A newly disclosed high-severity security vulnerability affecting NGINX Plus and NGINX Open Source is now being actively exploited in real-world attacks, according to threat intelligence researchers. Tracked as CVE-2026-42945, the flaw carries a CVSS score of 9.2 and impacts a core component used widely in web infrastructure.
Heap Buffer Overflow in Core Rewrite Module
The vulnerability is a heap buffer overflow located in the ngx_http_rewrite_module, a fundamental part of NGINX responsible for handling URL rewriting and request processing.
Security analysts report that the flaw has existed in the codebase for years, having been introduced as early as 2008. It affects a wide range of versions, from NGINX 0.6.27 through 1.30.0, making it a long-standing issue present in both legacy and modern deployments.
Active Exploitation Detected in the Wild
Security firm VulnCheck confirmed that attackers have already begun exploiting the vulnerability in live environments. Honeypot telemetry shows attempts to trigger the bug using specially crafted HTTP requests.
While the exact objectives of attackers remain unclear, the activity suggests early-stage exploitation campaigns that could evolve into more destructive attacks.
Impact: Service Disruption and Potential Remote Code Execution
The flaw can be abused in multiple ways depending on system configuration:
- Denial-of-service (DoS): Attackers can crash NGINX worker processes using malformed requests
- Possible remote code execution (RCE): Under specific conditions, attackers may achieve code execution on affected systems
However, researchers caution that full exploitation is not straightforward.
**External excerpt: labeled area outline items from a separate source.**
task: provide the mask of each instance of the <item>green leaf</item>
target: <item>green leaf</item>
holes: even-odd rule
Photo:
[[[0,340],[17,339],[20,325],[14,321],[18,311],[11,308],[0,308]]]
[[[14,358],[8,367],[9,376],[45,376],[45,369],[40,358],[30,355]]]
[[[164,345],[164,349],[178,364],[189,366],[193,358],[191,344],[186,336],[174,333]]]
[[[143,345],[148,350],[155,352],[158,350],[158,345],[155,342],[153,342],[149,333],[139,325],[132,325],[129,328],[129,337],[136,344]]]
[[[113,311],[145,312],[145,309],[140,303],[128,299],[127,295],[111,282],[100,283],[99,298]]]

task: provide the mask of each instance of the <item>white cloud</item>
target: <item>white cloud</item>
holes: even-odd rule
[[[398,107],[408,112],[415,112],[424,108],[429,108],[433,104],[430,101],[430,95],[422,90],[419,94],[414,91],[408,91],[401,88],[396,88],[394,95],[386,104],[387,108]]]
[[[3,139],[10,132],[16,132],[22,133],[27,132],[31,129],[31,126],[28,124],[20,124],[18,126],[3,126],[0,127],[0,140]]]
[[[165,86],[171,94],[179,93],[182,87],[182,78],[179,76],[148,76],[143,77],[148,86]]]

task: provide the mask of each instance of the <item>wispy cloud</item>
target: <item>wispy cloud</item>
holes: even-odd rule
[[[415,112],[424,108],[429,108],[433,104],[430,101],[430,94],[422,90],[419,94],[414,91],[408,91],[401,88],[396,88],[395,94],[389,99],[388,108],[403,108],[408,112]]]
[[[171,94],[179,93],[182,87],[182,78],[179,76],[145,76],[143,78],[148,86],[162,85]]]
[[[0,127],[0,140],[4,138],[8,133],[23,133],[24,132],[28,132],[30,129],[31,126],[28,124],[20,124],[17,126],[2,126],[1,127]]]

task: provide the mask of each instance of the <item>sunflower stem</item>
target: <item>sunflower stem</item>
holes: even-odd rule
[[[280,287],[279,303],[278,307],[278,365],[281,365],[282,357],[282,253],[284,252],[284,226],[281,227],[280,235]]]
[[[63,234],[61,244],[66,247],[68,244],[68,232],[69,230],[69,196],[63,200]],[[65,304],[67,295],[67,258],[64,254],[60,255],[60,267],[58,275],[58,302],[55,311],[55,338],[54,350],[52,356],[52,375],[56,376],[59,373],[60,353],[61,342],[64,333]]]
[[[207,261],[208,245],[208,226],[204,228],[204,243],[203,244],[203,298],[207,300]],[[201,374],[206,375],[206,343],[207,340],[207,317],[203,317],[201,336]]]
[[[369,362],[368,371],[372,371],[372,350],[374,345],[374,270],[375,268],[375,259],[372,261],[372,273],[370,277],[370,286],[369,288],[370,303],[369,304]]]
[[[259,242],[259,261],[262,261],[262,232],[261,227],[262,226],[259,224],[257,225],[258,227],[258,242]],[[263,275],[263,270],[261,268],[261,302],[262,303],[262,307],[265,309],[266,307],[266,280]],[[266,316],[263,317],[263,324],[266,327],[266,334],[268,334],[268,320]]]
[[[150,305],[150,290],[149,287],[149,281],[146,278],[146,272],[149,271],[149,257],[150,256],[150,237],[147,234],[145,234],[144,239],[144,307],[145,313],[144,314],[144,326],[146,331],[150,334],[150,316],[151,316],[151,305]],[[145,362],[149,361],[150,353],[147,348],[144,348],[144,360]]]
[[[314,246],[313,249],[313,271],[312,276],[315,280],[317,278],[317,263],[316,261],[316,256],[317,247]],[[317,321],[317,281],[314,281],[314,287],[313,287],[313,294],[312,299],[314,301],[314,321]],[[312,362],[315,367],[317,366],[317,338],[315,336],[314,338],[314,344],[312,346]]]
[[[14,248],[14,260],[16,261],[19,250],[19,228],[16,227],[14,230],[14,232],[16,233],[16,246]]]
Achieving RCE typically requires:
- A vulnerable and specific NGINX configuration
- Knowledge or discovery of the target setup
- Systems where Address Space Layout Randomization (ASLR) is disabled
Security expert Kevin Beaumont noted that while remote code execution is theoretically possible, environmental restrictions significantly raise the difficulty of successful exploitation.
Security Experts: Risk Still Requires Urgent Action
Despite the complexity of full exploitation, security professionals warn that the vulnerability should be treated as critical due to its crash potential and active exploitation attempts.
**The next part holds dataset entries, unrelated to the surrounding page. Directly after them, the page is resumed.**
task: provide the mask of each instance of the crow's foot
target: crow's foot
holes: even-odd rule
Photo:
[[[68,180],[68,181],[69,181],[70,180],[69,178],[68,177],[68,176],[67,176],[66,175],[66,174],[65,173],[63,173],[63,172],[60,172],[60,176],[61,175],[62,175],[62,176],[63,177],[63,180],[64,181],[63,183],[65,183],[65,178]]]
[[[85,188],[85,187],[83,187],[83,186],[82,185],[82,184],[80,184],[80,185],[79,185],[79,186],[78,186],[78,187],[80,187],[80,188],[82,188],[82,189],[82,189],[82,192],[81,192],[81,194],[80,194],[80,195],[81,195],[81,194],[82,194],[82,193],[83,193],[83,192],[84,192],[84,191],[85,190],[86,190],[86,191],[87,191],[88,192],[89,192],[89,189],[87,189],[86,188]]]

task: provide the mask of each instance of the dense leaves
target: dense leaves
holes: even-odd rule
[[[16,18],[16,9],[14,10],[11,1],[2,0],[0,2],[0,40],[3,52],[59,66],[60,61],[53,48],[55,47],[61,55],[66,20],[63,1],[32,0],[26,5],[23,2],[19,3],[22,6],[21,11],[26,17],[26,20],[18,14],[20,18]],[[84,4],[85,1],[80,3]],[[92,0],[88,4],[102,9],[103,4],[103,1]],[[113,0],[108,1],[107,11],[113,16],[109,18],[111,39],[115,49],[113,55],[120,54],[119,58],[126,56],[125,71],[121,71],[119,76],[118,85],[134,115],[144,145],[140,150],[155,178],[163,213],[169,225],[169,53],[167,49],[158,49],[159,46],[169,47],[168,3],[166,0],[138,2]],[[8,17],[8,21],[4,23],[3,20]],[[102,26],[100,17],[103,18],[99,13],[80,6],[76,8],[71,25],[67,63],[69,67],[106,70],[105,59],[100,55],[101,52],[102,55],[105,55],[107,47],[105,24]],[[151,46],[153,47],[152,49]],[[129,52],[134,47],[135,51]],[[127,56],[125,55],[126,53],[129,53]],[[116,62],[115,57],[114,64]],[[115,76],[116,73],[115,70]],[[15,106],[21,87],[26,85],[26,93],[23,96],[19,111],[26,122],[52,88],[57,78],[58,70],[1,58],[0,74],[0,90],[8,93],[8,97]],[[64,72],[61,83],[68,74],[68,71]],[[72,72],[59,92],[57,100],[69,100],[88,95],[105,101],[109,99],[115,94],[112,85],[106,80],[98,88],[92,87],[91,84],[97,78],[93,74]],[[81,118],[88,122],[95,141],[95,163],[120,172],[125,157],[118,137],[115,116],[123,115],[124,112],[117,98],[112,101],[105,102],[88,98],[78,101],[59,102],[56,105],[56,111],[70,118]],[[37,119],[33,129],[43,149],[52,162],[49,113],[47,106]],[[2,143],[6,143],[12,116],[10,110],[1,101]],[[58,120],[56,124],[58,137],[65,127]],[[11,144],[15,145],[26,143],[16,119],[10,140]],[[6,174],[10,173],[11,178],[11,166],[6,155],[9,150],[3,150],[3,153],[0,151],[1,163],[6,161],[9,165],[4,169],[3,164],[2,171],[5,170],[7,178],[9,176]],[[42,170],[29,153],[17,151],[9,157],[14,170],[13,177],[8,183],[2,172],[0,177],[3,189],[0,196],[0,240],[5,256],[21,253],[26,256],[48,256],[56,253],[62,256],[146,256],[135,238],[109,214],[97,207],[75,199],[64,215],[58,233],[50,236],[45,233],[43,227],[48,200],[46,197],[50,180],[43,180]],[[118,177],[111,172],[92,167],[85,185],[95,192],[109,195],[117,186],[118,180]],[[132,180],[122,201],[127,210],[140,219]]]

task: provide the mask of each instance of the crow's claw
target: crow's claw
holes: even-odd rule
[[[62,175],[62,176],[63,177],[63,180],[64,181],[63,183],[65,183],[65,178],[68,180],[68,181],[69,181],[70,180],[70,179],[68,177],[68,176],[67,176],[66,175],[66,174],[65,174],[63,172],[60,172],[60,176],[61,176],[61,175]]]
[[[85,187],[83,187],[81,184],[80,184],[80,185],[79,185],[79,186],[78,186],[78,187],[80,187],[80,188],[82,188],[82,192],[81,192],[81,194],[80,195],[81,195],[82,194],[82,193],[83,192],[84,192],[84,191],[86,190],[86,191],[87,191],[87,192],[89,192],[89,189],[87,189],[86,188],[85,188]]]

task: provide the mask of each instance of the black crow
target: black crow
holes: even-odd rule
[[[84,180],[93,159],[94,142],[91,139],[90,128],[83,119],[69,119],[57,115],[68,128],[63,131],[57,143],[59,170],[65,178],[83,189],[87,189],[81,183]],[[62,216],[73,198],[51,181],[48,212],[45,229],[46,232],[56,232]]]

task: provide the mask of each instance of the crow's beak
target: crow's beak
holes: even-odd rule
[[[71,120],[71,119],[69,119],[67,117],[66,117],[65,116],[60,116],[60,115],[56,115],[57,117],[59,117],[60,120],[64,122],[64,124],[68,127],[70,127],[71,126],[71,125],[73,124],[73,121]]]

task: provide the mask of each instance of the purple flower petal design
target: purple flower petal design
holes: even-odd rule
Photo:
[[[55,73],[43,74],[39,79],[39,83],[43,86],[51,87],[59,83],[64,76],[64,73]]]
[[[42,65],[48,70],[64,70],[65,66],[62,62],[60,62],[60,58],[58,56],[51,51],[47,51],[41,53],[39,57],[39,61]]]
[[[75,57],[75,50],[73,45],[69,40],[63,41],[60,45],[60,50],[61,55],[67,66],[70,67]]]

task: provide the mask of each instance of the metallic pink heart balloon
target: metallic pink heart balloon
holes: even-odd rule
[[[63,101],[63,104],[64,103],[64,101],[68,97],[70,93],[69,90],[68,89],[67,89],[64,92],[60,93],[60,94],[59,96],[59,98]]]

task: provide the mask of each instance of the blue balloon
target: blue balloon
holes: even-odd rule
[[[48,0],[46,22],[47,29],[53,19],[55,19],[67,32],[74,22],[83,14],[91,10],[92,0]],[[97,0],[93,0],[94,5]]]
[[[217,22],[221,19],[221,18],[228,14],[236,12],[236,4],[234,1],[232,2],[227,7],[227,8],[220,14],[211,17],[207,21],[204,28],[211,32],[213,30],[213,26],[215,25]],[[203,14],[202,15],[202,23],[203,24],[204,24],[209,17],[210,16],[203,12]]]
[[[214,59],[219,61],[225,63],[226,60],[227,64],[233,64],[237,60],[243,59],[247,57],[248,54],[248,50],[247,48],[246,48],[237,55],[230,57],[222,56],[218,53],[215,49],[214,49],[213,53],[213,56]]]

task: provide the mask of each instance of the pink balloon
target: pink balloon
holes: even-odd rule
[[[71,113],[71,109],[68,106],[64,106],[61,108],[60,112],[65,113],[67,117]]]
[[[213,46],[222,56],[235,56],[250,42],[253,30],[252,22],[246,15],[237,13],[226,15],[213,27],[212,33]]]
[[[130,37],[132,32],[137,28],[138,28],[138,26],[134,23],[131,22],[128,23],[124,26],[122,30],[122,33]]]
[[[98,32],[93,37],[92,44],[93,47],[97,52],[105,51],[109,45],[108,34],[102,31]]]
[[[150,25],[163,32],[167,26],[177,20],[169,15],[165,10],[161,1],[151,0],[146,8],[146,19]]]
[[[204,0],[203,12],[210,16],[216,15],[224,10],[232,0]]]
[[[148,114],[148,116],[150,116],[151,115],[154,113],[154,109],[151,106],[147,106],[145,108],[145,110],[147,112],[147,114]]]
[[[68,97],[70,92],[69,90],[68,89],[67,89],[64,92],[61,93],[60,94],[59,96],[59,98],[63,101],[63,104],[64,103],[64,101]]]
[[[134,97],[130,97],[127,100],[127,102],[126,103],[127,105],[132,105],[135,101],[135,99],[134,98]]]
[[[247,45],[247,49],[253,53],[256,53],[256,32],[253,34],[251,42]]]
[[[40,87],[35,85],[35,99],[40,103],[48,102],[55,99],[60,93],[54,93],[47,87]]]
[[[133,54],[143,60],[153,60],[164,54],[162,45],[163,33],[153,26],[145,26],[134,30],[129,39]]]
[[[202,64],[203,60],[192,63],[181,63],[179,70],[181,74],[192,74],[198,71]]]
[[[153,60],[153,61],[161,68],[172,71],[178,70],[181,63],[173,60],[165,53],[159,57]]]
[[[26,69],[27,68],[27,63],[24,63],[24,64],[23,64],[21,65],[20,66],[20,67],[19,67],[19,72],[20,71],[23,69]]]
Maintainers of AlmaLinux also emphasized that:
- Exploitation into reliable RCE is difficult under default secure configurations
- Systems with ASLR enabled are significantly more resistant
- However, denial-of-service attacks remain highly practical and likely
This combination of partial exploitability and active attacker interest makes the flaw particularly concerning for production environments.
Related Exploitation in openDCIM Increases Threat Landscape
Alongside the NGINX vulnerability, researchers have also identified active exploitation of multiple critical flaws in openDCIM, an open-source data center management platform.
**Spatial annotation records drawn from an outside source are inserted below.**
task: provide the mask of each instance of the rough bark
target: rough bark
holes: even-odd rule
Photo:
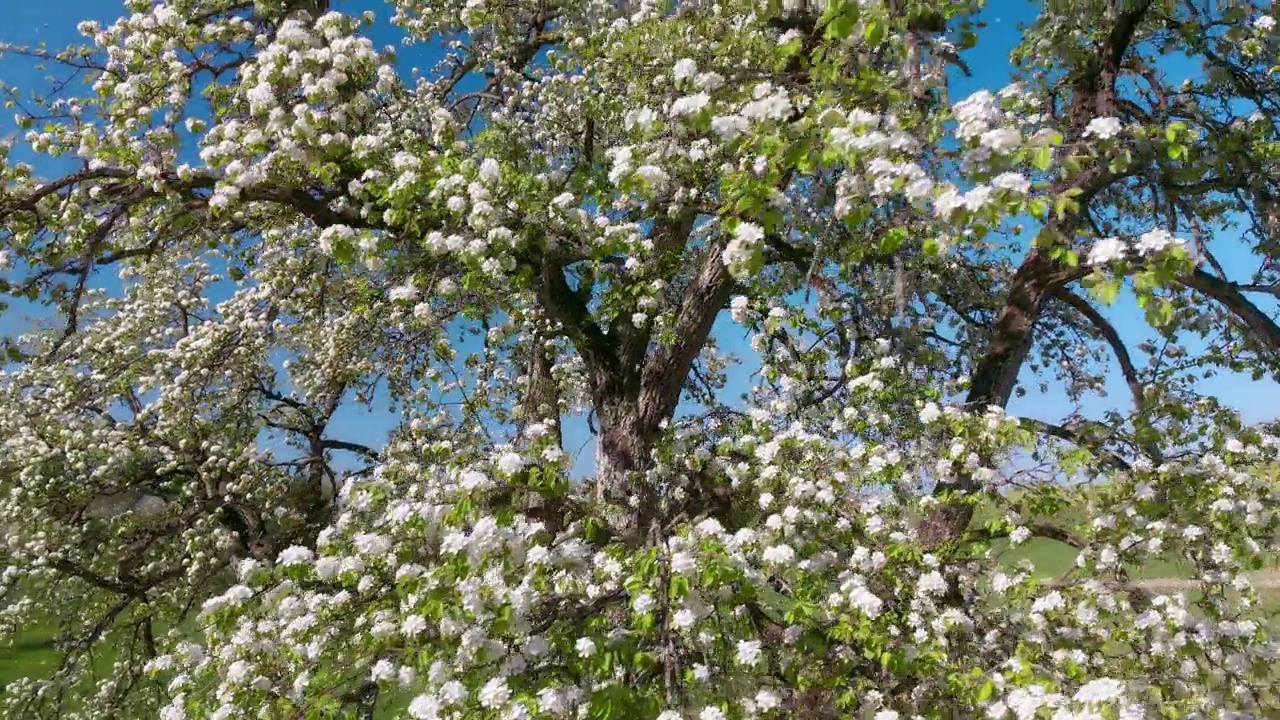
[[[1120,77],[1125,53],[1133,42],[1138,26],[1152,5],[1152,0],[1110,0],[1114,18],[1094,60],[1079,68],[1071,81],[1071,106],[1069,136],[1083,137],[1089,120],[1115,114],[1116,81]],[[1059,195],[1068,188],[1079,188],[1078,201],[1084,208],[1102,188],[1117,179],[1106,168],[1092,168],[1065,178],[1053,188]],[[1079,214],[1059,218],[1050,223],[1050,231],[1060,238],[1069,238],[1079,223]],[[1012,395],[1018,374],[1034,345],[1033,331],[1043,309],[1044,299],[1057,288],[1079,279],[1084,272],[1069,268],[1046,251],[1036,247],[1023,259],[1005,299],[1000,319],[992,329],[987,350],[978,361],[969,386],[965,404],[970,409],[988,406],[1005,407]],[[945,486],[960,495],[978,491],[972,474],[963,473],[957,482]],[[963,500],[941,503],[924,518],[920,539],[927,547],[959,539],[973,519],[973,505]]]

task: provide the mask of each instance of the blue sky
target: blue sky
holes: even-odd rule
[[[77,22],[82,19],[99,19],[110,22],[120,13],[120,5],[110,0],[52,0],[47,3],[33,3],[23,0],[0,0],[5,5],[6,22],[0,37],[15,44],[46,42],[50,47],[60,47],[70,42],[78,42],[76,32]],[[379,13],[379,18],[387,15],[387,4],[381,0],[337,0],[337,8],[352,14],[372,9]],[[1019,23],[1029,22],[1034,18],[1036,5],[1021,0],[991,0],[988,9],[983,13],[983,20],[988,27],[979,32],[980,42],[978,47],[966,55],[974,77],[956,77],[952,85],[952,100],[957,100],[979,88],[1000,88],[1009,81],[1010,64],[1009,51],[1019,38]],[[399,33],[388,23],[380,22],[372,29],[372,38],[379,46],[397,44]],[[411,67],[429,68],[434,60],[430,47],[416,46],[399,50],[399,64],[403,70]],[[1185,61],[1170,60],[1165,70],[1170,74],[1187,74],[1194,68]],[[0,79],[20,87],[38,86],[41,77],[46,73],[35,70],[26,60],[6,56],[0,59]],[[0,137],[14,131],[12,111],[0,115]],[[42,172],[52,173],[58,168],[47,164],[40,167]],[[1217,255],[1226,265],[1228,272],[1238,270],[1242,274],[1249,269],[1248,254],[1231,252],[1229,250],[1234,238],[1220,238],[1213,245]],[[1234,273],[1233,273],[1234,274]],[[1240,275],[1236,275],[1240,277]],[[1106,315],[1115,323],[1123,337],[1130,340],[1130,345],[1139,338],[1149,337],[1152,333],[1147,328],[1138,311],[1133,297],[1121,297],[1112,307],[1106,309]],[[13,332],[23,320],[17,313],[9,313],[0,318],[0,332]],[[717,324],[716,337],[722,350],[733,352],[746,359],[746,361],[730,370],[730,393],[737,395],[750,384],[750,374],[755,370],[756,363],[751,357],[751,351],[745,342],[741,328],[728,322],[727,315]],[[467,348],[463,347],[463,351]],[[1114,365],[1114,361],[1112,361]],[[1105,400],[1092,400],[1085,405],[1089,415],[1097,415],[1110,406],[1128,406],[1129,396],[1119,372],[1114,366],[1108,382],[1108,397]],[[1025,379],[1025,378],[1024,378]],[[1226,400],[1229,405],[1239,407],[1249,420],[1271,419],[1276,416],[1280,407],[1280,392],[1275,383],[1252,382],[1247,378],[1222,374],[1216,379],[1204,383],[1204,389],[1215,392]],[[1046,395],[1039,395],[1029,387],[1029,395],[1015,400],[1010,411],[1038,416],[1043,419],[1060,419],[1069,406],[1059,387],[1051,387]],[[387,413],[364,413],[346,410],[335,418],[332,427],[334,437],[367,442],[378,445],[387,430],[394,424],[396,418]],[[590,436],[586,430],[585,420],[581,418],[566,421],[566,450],[575,452],[584,448],[575,466],[577,474],[589,471],[593,464],[593,451]]]

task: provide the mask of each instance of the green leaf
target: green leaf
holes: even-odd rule
[[[872,20],[863,28],[863,37],[872,45],[879,45],[884,40],[884,24]]]
[[[1053,149],[1048,146],[1037,147],[1032,152],[1032,164],[1037,169],[1047,170],[1051,164],[1053,164]]]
The vulnerabilities include:
- CVE-2026-28515: Authorization bypass allowing unauthorized access to LDAP configuration features
- CVE-2026-28517: Command injection in
report_network_map.php enabling arbitrary system execution
- CVE-2026-28516: SQL injection vulnerability that can be chained with other flaws
Security researchers report that these issues can be combined into a full attack chain, enabling remote code execution through a sequence of HTTP requests.
Attack Activity Suggests Automated Exploitation Tools
Threat intelligence teams observed malicious activity originating from a single Chinese IP address. The attacks appear to use automated tooling, potentially enhanced with AI-assisted vulnerability scanning capabilities, to identify exposed systems and deploy web shells.
According to VulnCheck researchers, the attacker behavior includes automated reconnaissance followed by deployment of PHP-based backdoors on vulnerable servers.
Conclusion
The active exploitation of CVE-2026-42945 highlights the ongoing risk posed by long-standing vulnerabilities in widely deployed web infrastructure. While full system compromise may require specific conditions, the ability to crash servers and potentially escalate to remote code execution makes this flaw a serious concern.
Organizations running NGINX are strongly advised to apply vendor updates immediately and review configuration hardening measures to reduce exposure to exploit attempts.